As I approached the room, Naema stood outside and ran in before me, closing the door. "Oh, haha," I thought. "They are going to teach me a lesson by locking me out. Very creative." I came up to the door and only made a minor note that the light was off. Naema swept the door open and I walked into the room. As I came in, she flipped on the lights and there were all my "kids" from yearbook waiting. "Surprise", they yelled, and all I could do was grin.

On my desk was a cake. And when I say cake, I mean CAKE. My student Brian, who is both a yearbook and a German student, works at a local bakery and gets a nice discount. So this cake had two layers; it had fondahn (spelling?), which is that fancy thick icing used on wedding cakes. I mean, this was like the kind of wedding cake a small wedding might require. And it was all for me. Atop the cake was my favorite thing so far... a small statuette of a highly pregnant woman in a spandex superhero outfit. Behind her flies a cape and on the pedestal below her, it declares her "Super Mom-to-Be".

Along with the cake, cookies, hot queso dip, soda, and pizza they ordered before I got there, was a pyramid of packages of diapers. Upon second look, I realized how smart my editors are. Rather than getting about 6 packages of newborn diapers, they had gotten a variety of sizes, from Newborn up to 4. (The top shelf of Jamie's closet is now covered in various sizes of diaper.)

The diapers was a fantastic gesture, but best still is simply the idea that they threw me a surprise party in the first place. I had no idea and there were quite a number of people who took part in it.

And guess what... that wasn't the end of it. Brian was in my 7th period class and let me know that he had been trying to get that group to bring food on the same day to keep the party going. Unfortunately, not many students remembered to bring food-- except for two big bags of soda cans. Needless to day, my day had been shot and 7th period still got to watch a movie after they finished their presentations.

But was that the end of it? Oh no.... this morning, I approached my classroom for 3rd period.
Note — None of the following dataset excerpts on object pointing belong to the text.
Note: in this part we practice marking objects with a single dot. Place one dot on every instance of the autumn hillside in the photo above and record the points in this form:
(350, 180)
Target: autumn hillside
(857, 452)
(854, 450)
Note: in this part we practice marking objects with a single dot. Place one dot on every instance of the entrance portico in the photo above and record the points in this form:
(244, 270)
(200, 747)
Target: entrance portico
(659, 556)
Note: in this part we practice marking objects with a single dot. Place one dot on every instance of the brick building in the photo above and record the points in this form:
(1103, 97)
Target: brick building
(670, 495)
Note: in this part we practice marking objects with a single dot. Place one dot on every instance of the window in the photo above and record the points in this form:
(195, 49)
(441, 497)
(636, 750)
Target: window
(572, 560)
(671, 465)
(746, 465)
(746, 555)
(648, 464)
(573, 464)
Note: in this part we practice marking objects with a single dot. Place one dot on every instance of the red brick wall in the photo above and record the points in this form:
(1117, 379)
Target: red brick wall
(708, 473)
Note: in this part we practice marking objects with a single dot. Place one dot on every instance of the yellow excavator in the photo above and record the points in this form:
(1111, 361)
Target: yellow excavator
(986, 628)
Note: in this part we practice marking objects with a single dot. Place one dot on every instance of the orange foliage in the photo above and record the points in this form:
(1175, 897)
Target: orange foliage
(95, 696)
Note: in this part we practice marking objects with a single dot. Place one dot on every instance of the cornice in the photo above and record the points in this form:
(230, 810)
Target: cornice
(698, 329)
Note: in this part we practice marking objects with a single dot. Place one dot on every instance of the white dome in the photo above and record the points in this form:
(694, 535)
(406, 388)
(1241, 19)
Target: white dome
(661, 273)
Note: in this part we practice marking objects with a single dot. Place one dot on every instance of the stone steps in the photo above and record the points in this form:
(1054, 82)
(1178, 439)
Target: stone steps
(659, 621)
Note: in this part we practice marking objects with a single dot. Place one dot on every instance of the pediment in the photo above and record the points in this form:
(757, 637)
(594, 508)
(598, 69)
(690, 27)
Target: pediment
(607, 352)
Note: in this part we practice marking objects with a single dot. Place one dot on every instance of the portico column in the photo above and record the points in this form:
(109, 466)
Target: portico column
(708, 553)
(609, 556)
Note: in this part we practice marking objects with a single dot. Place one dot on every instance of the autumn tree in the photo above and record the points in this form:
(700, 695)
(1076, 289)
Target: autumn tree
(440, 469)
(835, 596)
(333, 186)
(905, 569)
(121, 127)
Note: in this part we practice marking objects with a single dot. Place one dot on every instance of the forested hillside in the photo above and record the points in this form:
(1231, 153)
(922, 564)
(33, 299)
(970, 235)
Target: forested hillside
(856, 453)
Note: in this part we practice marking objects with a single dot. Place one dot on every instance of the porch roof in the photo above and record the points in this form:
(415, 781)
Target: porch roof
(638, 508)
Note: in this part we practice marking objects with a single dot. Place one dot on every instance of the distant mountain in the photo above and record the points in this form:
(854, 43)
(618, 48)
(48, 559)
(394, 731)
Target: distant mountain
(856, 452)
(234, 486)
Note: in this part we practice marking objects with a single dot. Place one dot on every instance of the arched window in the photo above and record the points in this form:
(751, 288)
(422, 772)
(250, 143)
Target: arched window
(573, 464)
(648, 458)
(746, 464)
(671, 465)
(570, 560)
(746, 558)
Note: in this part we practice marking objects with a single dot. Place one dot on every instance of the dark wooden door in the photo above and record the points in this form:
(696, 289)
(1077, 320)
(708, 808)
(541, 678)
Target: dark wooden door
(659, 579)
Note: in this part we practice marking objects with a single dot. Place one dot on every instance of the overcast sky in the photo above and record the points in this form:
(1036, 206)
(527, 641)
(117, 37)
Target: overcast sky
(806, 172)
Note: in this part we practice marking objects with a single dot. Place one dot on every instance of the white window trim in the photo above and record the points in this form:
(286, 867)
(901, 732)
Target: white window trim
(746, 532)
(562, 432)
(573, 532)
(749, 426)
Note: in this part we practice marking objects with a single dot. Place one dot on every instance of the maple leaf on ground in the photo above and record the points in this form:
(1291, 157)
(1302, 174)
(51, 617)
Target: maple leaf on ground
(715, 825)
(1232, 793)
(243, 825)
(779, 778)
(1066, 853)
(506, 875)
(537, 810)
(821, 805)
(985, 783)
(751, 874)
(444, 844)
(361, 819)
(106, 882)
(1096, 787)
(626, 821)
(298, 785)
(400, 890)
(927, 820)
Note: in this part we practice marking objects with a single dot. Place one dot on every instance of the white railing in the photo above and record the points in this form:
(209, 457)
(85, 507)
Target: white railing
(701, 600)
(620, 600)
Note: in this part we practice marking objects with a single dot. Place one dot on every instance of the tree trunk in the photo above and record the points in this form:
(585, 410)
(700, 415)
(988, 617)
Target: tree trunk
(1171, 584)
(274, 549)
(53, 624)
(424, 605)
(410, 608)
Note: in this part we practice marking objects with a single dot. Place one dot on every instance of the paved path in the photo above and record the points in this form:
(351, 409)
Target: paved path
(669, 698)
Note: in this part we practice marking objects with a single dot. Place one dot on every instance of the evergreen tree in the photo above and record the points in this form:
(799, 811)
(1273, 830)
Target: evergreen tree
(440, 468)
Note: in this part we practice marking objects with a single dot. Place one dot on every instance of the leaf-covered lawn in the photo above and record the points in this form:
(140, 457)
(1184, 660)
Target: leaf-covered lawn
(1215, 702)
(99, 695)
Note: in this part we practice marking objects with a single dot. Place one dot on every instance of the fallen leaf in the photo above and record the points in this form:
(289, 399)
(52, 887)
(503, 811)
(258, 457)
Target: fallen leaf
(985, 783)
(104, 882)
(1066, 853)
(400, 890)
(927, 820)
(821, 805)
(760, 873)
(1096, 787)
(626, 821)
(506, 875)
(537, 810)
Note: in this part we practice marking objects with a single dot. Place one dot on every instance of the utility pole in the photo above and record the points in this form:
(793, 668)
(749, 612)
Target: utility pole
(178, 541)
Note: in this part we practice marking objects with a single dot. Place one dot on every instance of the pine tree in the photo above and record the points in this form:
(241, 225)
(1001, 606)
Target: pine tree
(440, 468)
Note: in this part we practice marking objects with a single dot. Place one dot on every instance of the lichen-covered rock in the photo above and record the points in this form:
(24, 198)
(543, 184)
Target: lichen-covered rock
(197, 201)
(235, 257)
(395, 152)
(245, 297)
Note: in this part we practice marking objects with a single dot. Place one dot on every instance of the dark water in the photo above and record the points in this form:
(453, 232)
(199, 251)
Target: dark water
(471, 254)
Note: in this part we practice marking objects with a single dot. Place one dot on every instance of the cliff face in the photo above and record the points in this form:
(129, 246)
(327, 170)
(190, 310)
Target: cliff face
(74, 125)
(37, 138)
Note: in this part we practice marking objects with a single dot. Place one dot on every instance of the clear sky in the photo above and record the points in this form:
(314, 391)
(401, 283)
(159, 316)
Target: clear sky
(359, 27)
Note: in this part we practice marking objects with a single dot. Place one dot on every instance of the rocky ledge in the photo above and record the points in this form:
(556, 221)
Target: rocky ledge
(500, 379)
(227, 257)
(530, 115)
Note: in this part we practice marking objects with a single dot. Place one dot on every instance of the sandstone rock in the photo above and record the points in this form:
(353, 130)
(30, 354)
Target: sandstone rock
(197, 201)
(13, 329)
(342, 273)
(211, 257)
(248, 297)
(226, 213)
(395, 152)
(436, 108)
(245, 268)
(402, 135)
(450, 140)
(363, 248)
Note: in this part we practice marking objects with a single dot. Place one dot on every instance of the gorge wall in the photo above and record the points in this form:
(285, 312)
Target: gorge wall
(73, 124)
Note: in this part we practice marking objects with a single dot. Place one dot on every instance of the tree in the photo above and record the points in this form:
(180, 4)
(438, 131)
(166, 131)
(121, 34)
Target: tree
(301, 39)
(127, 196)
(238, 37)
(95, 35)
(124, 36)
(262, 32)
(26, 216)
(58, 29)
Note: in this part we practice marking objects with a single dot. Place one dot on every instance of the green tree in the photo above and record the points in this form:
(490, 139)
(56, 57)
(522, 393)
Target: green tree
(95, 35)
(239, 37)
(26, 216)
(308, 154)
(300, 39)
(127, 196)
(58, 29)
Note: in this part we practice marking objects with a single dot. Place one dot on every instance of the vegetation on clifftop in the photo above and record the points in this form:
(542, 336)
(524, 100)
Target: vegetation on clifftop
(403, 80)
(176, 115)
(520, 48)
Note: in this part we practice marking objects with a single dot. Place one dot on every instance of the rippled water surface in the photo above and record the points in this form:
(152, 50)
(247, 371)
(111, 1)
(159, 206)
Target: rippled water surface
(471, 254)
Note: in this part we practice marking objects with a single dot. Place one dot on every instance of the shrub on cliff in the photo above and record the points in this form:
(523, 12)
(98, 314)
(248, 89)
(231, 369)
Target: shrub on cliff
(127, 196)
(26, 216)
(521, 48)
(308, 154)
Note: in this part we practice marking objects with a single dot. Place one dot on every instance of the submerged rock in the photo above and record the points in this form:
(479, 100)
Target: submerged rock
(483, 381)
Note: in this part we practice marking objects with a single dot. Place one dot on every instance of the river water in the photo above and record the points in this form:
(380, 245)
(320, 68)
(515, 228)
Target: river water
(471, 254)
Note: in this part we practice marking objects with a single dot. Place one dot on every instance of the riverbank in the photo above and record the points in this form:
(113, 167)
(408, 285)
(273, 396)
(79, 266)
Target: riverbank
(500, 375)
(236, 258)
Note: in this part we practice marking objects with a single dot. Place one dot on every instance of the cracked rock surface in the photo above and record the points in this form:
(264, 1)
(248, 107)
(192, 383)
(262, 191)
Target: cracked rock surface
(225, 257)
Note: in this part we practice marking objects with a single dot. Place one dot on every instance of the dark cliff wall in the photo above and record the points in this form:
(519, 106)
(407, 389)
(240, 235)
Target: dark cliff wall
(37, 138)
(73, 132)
Strangely enough, there was a sheet of baby wrapping paper over the window looking in my room from the hallway. I walked in and saw Kelly-- one of my AP students-- taping it up. There was another sheet taped across my desk. "You're early" she said!

Although I volunteered to disappear for a while, Kelly let me come in and stay, as one by one, my 13 AP students brought in food. Cookies, cupcakes, homemade ice cream, brownies, this really good dessert one of my students makes, chips, and something healthy--- bagels. (Thank goodness for Robert) In the end, I was sooo full of sugar that I didn't feel so fantastic, and we went outside to play Apples to Apples, as my AP's are pretty much finished anyway.


As a group, they got me an adorable outfit from Gymboree that features a pattern of camping and bears. Also a homemade blanket, and various bathroom products. As I told another colleague who commented on my students frequently bringing me goodies, "They have known me for 4 years. They have to be nice to me!"